Был ли то голос Карвакки или черное пиво, но речи мастера хорошо подействовали на Леберехта. Уже одно только объяснение ужасного лишало это ужасное жала. Приободренный примером своего наставника, Леберехт схватил кружку и выпил горького пива больше, чем когда-либо в жизни. Шумно веселящиеся люди вскоре заставили его позабыть о своем тяжелом положении. По лестнице, находившейся напротив входа и как раз в поле зрения Леберехта, чинным шагом спустилась девушка; вернее, то, что это девушка, Леберехт заметил лишь после того, когда она вошла в пивную, поскольку молодая особа была в легкомысленном наряде молодого дворянина. Легкомысленным же ее наряд казался оттого, что носили его таким манером лишь мужчины: узкие штанины, левая – красная, правая – зеленая, а сверху – облегающий камзол в складку с широкими рукавами, который не прикрывал даже колен.

Завсегдатаи кабака – и среди них, вопреки всякой нравственности, две хорошо одетые женщины – захлопали в ладоши и с воодушевлением закричали: «Песню, Фридерика, спой нам песню!»

Фридерика, которая прятала свои темные волосы под бархатным колпаком, подошла к лютнисту, что-то шепнула ему на ухо, и тот заиграл мелодию, сопровождавшуюся ритмичными переборами. Под нее Фридерика запела тонким мальчишеским голосом:

Честолюбие так уязвило Люцифера,

Что он вероломно нарушил союз с Богом.

И хотя он богат дарованиями

Под стать Всевышнему,

В смирении все же не преуспел.

Высокомерие делает бессовестным.

Часто те, кто выносит приговор,

Если куш велик,

Готовы вероломно нарушить закон

И накинуться, как вороны,

На чужое добро,

Как не снилось и язычникам.

Тщеславие делает немилосердным,

Заставляет не щадить никого,

Так что и день и ночь заставляет

Стремиться к чужим коронам.

И такие изверги никому вокруг себя

Не дают жить в мире.

Где у христианина появляется

Слишком много накопленного добра,

Скоро возникают колебания в вере,

Одолевая его подобно чесотке.

Из-за чего даже тот, кто был

Праведным человеком,

Становится атеистом.

Как только девушка закончила, слушатели с восторгом начали бить в ладоши. Они называли Фридерику по имени и тянули к ней руки. Девушка изобразила плутовскую улыбку, но глаза ее были печальны. Какой-то бородач с красными глазами притянул ее к себе на скамью, убеждая выпить из его кружки. Леберехт не мог отвести от нее взгляда. Девушка едва ли была старше его, но черное пиво, похоже, переносила намного лучше.

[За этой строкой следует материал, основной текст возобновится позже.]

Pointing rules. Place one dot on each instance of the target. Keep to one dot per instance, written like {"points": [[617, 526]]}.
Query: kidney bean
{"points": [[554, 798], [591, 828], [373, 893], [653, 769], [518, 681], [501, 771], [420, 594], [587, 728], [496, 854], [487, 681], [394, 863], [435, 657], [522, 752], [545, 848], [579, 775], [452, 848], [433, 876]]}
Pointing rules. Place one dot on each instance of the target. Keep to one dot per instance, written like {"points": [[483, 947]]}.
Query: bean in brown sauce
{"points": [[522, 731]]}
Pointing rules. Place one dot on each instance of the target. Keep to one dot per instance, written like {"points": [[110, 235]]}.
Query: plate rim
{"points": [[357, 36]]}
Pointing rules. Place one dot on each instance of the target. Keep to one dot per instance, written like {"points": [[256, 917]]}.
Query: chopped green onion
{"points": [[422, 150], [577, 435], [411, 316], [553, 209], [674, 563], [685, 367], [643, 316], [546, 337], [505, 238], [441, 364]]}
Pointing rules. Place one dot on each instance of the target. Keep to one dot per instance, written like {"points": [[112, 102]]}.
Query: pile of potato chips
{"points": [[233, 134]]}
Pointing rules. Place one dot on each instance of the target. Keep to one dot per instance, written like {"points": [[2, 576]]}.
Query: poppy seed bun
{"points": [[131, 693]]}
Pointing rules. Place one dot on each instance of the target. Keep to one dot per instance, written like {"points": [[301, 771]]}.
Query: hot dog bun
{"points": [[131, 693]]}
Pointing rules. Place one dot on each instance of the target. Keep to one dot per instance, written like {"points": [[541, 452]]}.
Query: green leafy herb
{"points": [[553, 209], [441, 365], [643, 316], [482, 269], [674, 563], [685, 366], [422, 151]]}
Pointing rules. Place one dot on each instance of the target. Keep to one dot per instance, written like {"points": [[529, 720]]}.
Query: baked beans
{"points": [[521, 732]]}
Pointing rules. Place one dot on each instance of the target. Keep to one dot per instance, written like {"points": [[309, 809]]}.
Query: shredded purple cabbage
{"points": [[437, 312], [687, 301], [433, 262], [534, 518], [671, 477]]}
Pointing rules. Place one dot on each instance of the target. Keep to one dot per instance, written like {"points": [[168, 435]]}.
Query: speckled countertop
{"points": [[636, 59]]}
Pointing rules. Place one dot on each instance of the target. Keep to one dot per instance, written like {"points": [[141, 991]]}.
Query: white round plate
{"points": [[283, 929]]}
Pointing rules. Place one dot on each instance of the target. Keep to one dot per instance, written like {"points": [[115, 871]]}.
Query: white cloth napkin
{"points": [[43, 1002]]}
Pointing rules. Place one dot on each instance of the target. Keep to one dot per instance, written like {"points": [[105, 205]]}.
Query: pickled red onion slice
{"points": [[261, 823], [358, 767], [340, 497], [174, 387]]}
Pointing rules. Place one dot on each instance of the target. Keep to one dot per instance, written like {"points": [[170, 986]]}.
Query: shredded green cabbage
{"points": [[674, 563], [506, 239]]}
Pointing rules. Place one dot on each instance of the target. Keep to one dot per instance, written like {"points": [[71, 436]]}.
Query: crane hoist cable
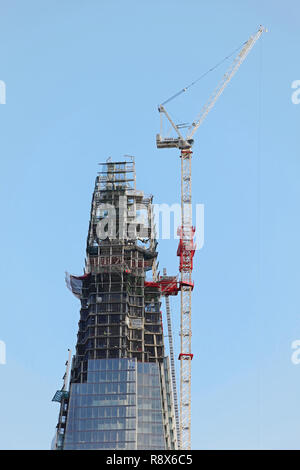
{"points": [[204, 74]]}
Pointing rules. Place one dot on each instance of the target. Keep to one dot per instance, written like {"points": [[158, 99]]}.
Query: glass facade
{"points": [[119, 407]]}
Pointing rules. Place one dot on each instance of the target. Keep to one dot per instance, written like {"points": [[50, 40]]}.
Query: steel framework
{"points": [[186, 248]]}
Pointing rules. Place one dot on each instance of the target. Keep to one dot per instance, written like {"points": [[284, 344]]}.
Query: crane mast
{"points": [[186, 247]]}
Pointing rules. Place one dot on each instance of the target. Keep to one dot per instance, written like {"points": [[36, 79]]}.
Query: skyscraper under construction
{"points": [[120, 394]]}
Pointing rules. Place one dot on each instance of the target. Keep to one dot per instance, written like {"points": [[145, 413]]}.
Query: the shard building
{"points": [[120, 393]]}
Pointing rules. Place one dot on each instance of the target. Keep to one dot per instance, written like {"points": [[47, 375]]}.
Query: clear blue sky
{"points": [[83, 80]]}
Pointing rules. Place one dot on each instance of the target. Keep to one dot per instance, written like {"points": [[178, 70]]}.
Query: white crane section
{"points": [[186, 248]]}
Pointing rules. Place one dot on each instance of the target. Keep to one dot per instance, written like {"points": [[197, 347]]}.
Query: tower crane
{"points": [[186, 247]]}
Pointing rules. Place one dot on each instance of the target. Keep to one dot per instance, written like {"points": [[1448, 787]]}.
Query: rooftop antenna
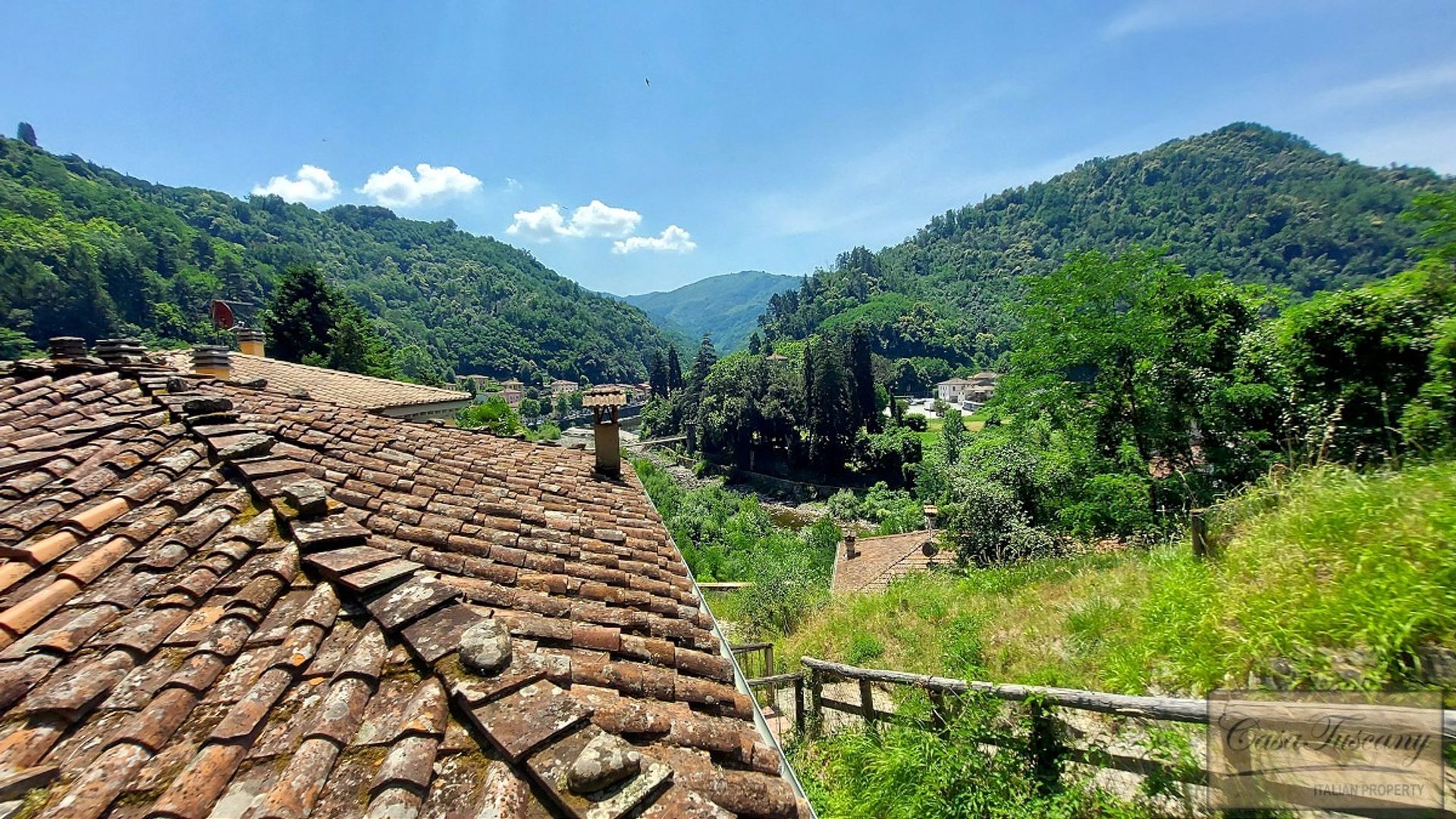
{"points": [[226, 315]]}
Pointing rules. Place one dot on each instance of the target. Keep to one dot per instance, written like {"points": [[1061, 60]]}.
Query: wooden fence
{"points": [[1044, 742]]}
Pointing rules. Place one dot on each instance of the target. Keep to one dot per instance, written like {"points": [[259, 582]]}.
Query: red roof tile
{"points": [[185, 630], [881, 560], [335, 387]]}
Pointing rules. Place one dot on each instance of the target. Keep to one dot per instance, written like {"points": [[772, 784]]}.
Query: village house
{"points": [[220, 598], [976, 390], [563, 387]]}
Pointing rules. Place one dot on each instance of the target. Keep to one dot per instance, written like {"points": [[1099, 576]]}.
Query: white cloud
{"points": [[1420, 80], [541, 224], [673, 240], [603, 221], [596, 221], [400, 188], [312, 184]]}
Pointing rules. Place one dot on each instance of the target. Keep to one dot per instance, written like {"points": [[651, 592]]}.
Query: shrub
{"points": [[987, 523], [894, 771]]}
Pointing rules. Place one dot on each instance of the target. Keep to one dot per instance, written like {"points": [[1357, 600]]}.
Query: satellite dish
{"points": [[223, 315]]}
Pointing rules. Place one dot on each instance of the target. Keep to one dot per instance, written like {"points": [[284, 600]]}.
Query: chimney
{"points": [[67, 347], [120, 350], [251, 341], [604, 401], [209, 360]]}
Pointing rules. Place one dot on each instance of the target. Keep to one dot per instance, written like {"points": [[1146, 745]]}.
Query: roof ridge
{"points": [[519, 704], [346, 373]]}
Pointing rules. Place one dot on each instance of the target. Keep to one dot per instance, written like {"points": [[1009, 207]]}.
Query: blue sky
{"points": [[772, 134]]}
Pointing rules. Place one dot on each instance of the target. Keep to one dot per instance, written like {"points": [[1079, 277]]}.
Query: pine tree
{"points": [[657, 375], [705, 360], [674, 371], [299, 319], [861, 371]]}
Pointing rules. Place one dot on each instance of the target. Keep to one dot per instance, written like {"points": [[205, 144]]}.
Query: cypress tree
{"points": [[674, 369]]}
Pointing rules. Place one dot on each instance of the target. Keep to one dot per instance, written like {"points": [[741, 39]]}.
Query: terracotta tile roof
{"points": [[228, 602], [881, 560], [334, 387]]}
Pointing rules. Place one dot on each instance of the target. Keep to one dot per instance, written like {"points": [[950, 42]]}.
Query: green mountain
{"points": [[723, 306], [1251, 203], [88, 251]]}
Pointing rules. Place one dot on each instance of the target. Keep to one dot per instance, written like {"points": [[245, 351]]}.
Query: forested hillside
{"points": [[88, 251], [724, 306], [1258, 206]]}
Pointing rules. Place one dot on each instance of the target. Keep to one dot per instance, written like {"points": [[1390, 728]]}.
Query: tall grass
{"points": [[908, 773], [1324, 579]]}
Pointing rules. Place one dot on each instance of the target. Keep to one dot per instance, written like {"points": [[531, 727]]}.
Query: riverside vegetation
{"points": [[1321, 428], [1237, 321]]}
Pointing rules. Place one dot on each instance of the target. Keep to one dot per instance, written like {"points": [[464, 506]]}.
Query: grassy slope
{"points": [[1327, 573]]}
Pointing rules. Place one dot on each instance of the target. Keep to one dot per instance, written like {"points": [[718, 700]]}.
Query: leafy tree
{"points": [[417, 365], [492, 416], [674, 371], [657, 375]]}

Какой-то мужчина с коротко остриженными волосами и бледным лицом, сидевший до этого на противоположном конце стола и с живым интересом наблюдавший за Леберехтом, пока Карвакки и прочие гости смотрели лишь на красивую девушку, подошел к нему и присел рядом. Незнакомец был одет в черный складчатый камзол с маленьким круглым воротником, который, как и его хозяин, явно знавал и лучшие времена и в котором он выглядел старше своих лет.

– Ведь ты – молодой Хаманн? – спросил он, не глядя юноше в лицо.

– Да, я Леберехт.

Незнакомец все еще смотрел перед собой.

– Мне полагалось бы назвать свое имя, но я о нем умолчу. Не считай меня из-за этого врагом.

– Почему я должен считать вас врагом? – удивился юноша. – Слишком уж я незначителен, чтобы быть чьим-либо врагом.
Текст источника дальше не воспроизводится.